Study of manganese promoter on a precipitated iron-based catalyst for Fischer-Tropsch synthesis

The effects of Manganese (Mn) incorporation on a precipitated iron-based Fischer-Tropsch synthesis (FTS) catalyst were investigated using N-2 physical adsorption, air differential thermal analysis (DTA), H-2 temperature-programmed reduction (TPR), and Mossbauer spectroscopy. The FTS performances of the catalysts were tested in a slurry phase reactor. The characterization results indicated that Mn increased the surface area of the catalyst, and improved the dispersion of alpha-Fe2O3 and reduced its crystallite size as a result of the high dispersion effect of Mn and the Fe-Mn interaction. The Fe-Mn interaction also suppressed the reduction of alpha-Fe2O3 to Fe3O4, stabilized the FeO phase, and (or) decreased the carburization degree of the catalysts in the H-2 and syngas reduction processes.

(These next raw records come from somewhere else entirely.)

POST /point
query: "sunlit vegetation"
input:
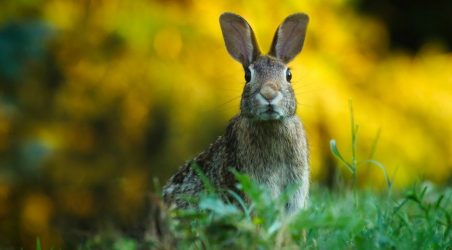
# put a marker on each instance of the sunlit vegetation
(98, 98)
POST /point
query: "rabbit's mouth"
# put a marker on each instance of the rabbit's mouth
(270, 112)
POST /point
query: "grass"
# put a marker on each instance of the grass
(347, 218)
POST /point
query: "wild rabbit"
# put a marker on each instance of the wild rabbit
(266, 140)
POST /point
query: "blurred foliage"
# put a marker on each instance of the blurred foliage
(99, 97)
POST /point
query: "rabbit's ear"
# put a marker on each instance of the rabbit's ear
(239, 38)
(289, 37)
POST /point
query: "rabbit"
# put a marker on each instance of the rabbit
(266, 140)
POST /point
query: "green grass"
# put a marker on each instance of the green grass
(346, 218)
(418, 218)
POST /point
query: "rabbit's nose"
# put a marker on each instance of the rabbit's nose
(269, 91)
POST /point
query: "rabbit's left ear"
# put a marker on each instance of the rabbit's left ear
(239, 38)
(289, 37)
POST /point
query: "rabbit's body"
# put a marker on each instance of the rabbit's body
(276, 160)
(266, 140)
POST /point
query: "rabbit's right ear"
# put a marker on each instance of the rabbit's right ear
(239, 38)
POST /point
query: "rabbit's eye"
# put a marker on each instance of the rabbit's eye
(288, 75)
(247, 75)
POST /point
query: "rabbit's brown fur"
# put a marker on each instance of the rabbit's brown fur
(266, 140)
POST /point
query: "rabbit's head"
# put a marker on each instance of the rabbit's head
(268, 94)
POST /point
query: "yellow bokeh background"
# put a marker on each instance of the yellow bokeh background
(146, 85)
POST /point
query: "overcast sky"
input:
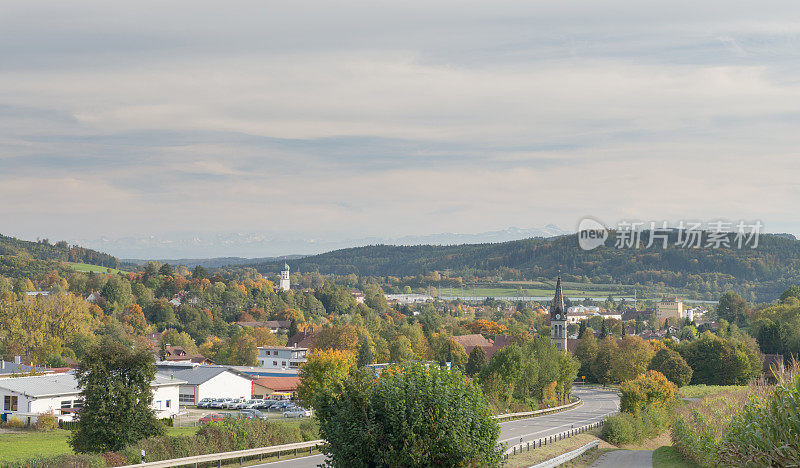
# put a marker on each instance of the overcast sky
(394, 118)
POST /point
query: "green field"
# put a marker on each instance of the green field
(28, 444)
(85, 267)
(667, 457)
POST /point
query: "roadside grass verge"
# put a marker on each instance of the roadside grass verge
(22, 445)
(668, 457)
(702, 390)
(86, 268)
(555, 449)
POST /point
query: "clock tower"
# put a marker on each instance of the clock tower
(558, 319)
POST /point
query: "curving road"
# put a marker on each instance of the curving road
(596, 404)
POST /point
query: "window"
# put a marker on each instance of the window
(10, 403)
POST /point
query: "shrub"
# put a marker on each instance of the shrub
(115, 459)
(46, 422)
(224, 436)
(14, 423)
(627, 428)
(697, 428)
(650, 388)
(60, 461)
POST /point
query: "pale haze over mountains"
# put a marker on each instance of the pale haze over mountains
(253, 245)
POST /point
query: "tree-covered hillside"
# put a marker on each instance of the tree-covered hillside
(60, 252)
(763, 272)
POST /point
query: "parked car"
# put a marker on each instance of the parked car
(297, 413)
(279, 405)
(209, 418)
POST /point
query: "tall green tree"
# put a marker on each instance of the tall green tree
(476, 361)
(733, 308)
(115, 383)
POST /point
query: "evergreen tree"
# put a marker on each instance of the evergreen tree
(365, 354)
(293, 329)
(476, 362)
(603, 330)
(115, 382)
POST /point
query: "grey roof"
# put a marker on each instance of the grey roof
(59, 384)
(14, 368)
(196, 374)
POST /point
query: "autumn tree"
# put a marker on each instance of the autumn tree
(412, 416)
(322, 372)
(476, 362)
(669, 363)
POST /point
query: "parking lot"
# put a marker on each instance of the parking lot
(190, 415)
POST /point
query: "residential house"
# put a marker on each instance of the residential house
(281, 357)
(179, 354)
(266, 386)
(199, 381)
(303, 339)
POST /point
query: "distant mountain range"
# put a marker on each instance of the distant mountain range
(761, 273)
(229, 248)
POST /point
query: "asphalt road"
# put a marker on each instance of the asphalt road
(625, 459)
(596, 404)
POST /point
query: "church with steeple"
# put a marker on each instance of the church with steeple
(558, 319)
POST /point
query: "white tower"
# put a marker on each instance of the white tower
(285, 283)
(558, 319)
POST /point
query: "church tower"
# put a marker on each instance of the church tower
(285, 283)
(558, 319)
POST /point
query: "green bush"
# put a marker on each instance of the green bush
(619, 429)
(46, 422)
(60, 461)
(224, 436)
(626, 428)
(68, 425)
(14, 423)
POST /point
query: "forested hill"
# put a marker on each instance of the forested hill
(764, 271)
(60, 252)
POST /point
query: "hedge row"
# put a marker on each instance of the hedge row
(626, 428)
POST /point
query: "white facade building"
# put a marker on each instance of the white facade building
(25, 398)
(286, 283)
(281, 357)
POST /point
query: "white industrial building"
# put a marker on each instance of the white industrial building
(25, 398)
(207, 381)
(281, 357)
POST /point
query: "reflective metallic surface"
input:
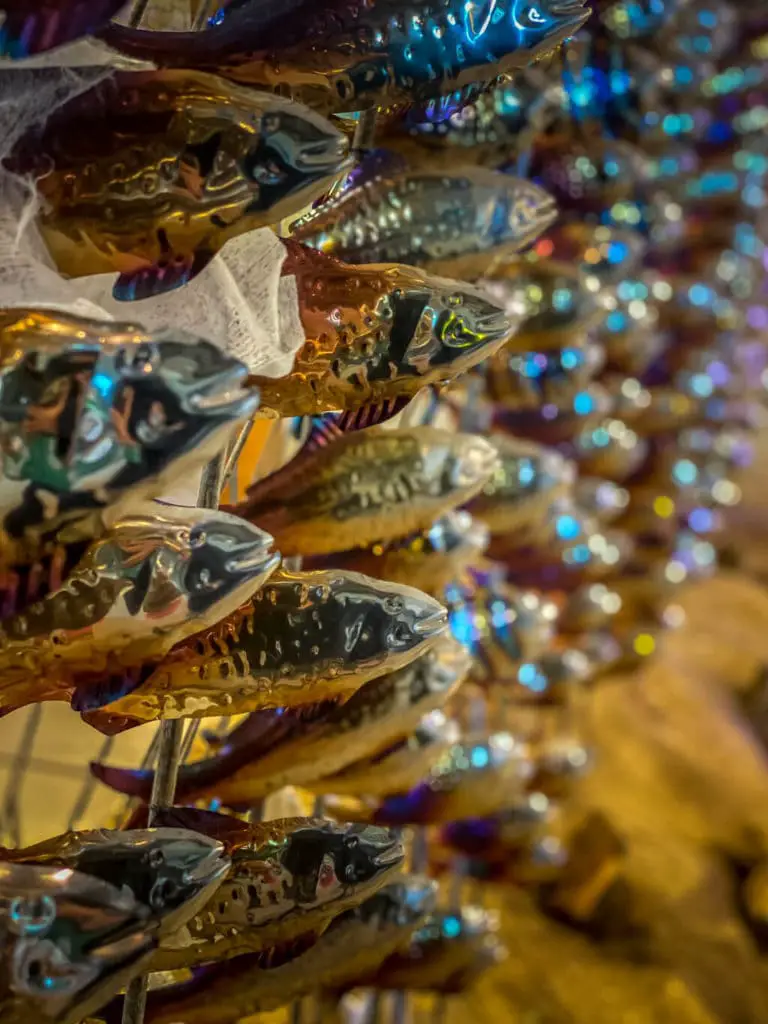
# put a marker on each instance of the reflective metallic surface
(305, 637)
(377, 334)
(289, 878)
(275, 749)
(172, 871)
(354, 944)
(451, 221)
(150, 173)
(152, 581)
(98, 414)
(349, 56)
(70, 942)
(369, 486)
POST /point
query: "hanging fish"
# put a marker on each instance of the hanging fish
(339, 56)
(353, 944)
(156, 578)
(430, 560)
(172, 871)
(527, 482)
(302, 639)
(452, 221)
(478, 776)
(378, 334)
(289, 878)
(399, 766)
(448, 954)
(280, 748)
(31, 27)
(147, 174)
(368, 486)
(96, 415)
(70, 942)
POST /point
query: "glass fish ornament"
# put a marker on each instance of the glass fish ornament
(368, 486)
(148, 174)
(32, 27)
(340, 56)
(377, 335)
(156, 578)
(97, 415)
(289, 878)
(352, 945)
(451, 221)
(70, 942)
(273, 749)
(303, 638)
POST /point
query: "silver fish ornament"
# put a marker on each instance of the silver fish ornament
(453, 221)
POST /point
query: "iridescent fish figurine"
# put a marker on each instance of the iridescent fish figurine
(97, 416)
(353, 945)
(32, 27)
(479, 776)
(171, 871)
(282, 748)
(303, 638)
(70, 942)
(430, 559)
(156, 578)
(396, 768)
(148, 174)
(378, 335)
(448, 954)
(289, 878)
(451, 221)
(528, 480)
(368, 486)
(340, 57)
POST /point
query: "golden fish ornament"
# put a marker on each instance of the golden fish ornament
(453, 221)
(378, 334)
(156, 578)
(341, 56)
(368, 486)
(96, 416)
(274, 749)
(303, 638)
(148, 174)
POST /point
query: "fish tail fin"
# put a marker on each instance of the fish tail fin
(161, 278)
(126, 780)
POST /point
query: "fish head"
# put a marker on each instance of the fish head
(449, 328)
(70, 940)
(172, 871)
(293, 155)
(327, 861)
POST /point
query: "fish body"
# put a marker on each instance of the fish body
(455, 222)
(528, 480)
(156, 578)
(147, 174)
(289, 878)
(97, 415)
(303, 638)
(353, 944)
(398, 767)
(431, 559)
(448, 954)
(377, 334)
(367, 487)
(276, 749)
(342, 56)
(70, 942)
(172, 872)
(32, 27)
(477, 777)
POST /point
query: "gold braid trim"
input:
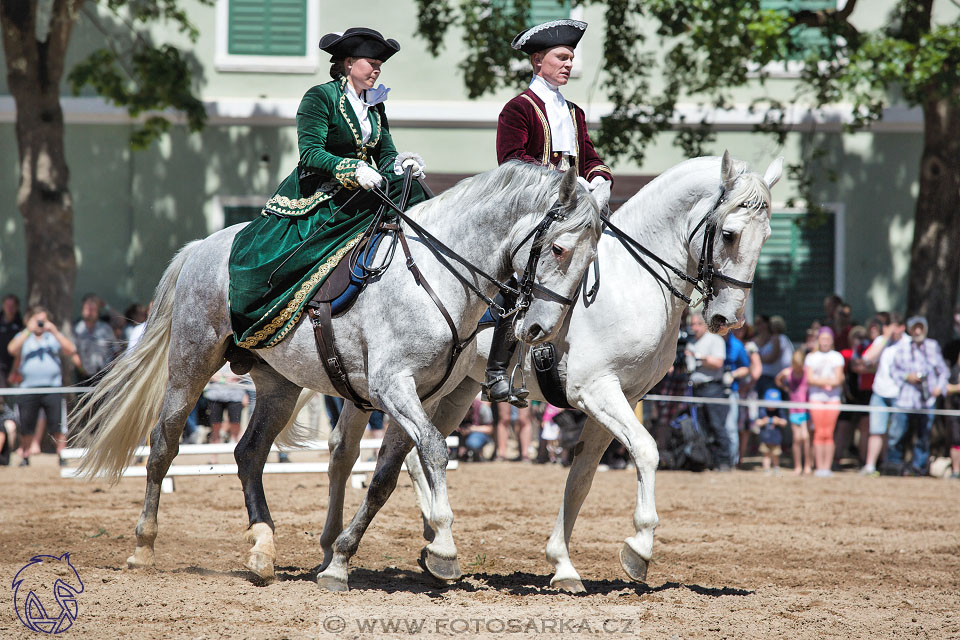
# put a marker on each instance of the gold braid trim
(294, 309)
(300, 206)
(547, 143)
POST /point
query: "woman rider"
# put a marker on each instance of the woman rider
(322, 208)
(541, 127)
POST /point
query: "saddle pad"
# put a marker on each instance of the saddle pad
(345, 300)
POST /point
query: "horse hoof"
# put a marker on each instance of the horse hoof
(331, 583)
(446, 569)
(633, 565)
(262, 565)
(570, 585)
(142, 558)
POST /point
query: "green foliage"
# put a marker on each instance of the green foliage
(135, 73)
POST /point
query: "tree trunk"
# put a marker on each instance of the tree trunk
(35, 48)
(935, 255)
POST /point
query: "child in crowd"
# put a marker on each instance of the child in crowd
(793, 381)
(768, 429)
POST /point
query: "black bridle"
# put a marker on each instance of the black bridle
(706, 269)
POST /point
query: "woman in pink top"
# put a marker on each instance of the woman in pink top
(824, 372)
(794, 382)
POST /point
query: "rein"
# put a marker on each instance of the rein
(523, 294)
(706, 270)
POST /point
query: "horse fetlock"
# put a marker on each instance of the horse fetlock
(334, 577)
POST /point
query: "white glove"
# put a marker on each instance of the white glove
(407, 158)
(367, 177)
(596, 182)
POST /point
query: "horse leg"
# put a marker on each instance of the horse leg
(606, 403)
(447, 417)
(395, 446)
(594, 441)
(276, 398)
(183, 391)
(344, 447)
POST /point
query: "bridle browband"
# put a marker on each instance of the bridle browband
(706, 269)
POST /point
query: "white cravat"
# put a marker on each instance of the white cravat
(360, 108)
(558, 115)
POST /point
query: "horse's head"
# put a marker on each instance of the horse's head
(728, 243)
(566, 247)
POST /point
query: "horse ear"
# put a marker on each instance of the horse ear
(602, 194)
(568, 188)
(772, 174)
(727, 173)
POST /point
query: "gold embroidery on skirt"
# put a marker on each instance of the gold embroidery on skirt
(293, 309)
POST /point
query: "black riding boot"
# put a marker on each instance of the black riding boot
(497, 384)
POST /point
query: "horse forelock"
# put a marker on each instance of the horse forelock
(750, 193)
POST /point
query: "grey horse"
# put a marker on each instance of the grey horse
(394, 344)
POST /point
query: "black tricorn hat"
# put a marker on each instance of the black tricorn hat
(556, 33)
(359, 42)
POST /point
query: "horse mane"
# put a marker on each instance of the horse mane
(514, 186)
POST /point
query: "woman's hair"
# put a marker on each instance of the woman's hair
(338, 68)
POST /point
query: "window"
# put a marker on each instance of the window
(267, 36)
(798, 268)
(808, 40)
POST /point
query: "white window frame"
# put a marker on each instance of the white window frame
(228, 62)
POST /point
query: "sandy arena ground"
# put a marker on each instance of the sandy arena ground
(738, 555)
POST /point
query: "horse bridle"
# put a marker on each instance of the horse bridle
(706, 269)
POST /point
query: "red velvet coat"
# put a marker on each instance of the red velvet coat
(523, 133)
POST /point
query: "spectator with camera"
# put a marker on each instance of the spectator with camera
(40, 348)
(919, 366)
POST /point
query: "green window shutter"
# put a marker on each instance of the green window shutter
(267, 27)
(235, 214)
(795, 272)
(546, 10)
(810, 41)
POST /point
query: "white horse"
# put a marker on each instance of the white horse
(615, 348)
(393, 342)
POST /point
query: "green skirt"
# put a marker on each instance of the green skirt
(276, 264)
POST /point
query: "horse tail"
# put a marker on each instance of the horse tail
(296, 435)
(114, 419)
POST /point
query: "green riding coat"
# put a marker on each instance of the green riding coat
(316, 215)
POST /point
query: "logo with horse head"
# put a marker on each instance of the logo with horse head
(45, 594)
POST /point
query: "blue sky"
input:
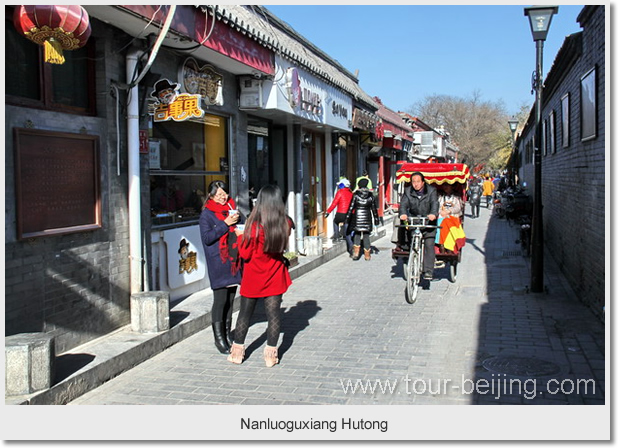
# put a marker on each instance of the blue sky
(406, 52)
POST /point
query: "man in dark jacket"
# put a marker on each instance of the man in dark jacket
(421, 199)
(474, 193)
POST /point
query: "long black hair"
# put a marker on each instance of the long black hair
(269, 214)
(214, 186)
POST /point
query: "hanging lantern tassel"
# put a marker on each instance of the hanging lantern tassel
(56, 27)
(53, 51)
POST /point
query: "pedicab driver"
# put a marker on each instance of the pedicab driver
(421, 199)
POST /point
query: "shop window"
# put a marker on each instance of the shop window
(259, 160)
(184, 158)
(30, 82)
(588, 113)
(565, 121)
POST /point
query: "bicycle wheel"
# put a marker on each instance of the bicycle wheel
(413, 277)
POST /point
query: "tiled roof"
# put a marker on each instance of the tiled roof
(268, 30)
(391, 116)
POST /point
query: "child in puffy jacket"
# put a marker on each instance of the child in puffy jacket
(361, 216)
(341, 202)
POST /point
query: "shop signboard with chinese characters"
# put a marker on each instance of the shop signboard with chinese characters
(202, 80)
(170, 104)
(300, 93)
(185, 258)
(338, 110)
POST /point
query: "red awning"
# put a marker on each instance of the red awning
(435, 173)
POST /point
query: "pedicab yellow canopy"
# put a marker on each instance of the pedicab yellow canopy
(435, 173)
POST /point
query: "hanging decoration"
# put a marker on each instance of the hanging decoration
(56, 27)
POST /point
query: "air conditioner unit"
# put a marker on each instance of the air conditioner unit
(250, 93)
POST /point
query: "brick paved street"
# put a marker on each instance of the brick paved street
(346, 323)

In addition, incorporated Mn decreased the initial catalyst activity, but improved the catalyst stability because Mn restrained the reoxidation of iron carbides to Fe3O4, and improved further carburization of the catalysts. Manganese suppressed the formation of CH4 and increased the selectivity to light olefins (C-2-4(=)), but it had little effect on the selectivities to heavy (C5+) hydrocarbons. All these results indicated that the strong Fe-Mn interaction suppressed the chemisorptive effect of the Mn as an electronic promoter, to some extent, in the precipitated iron-manganese catalyst system.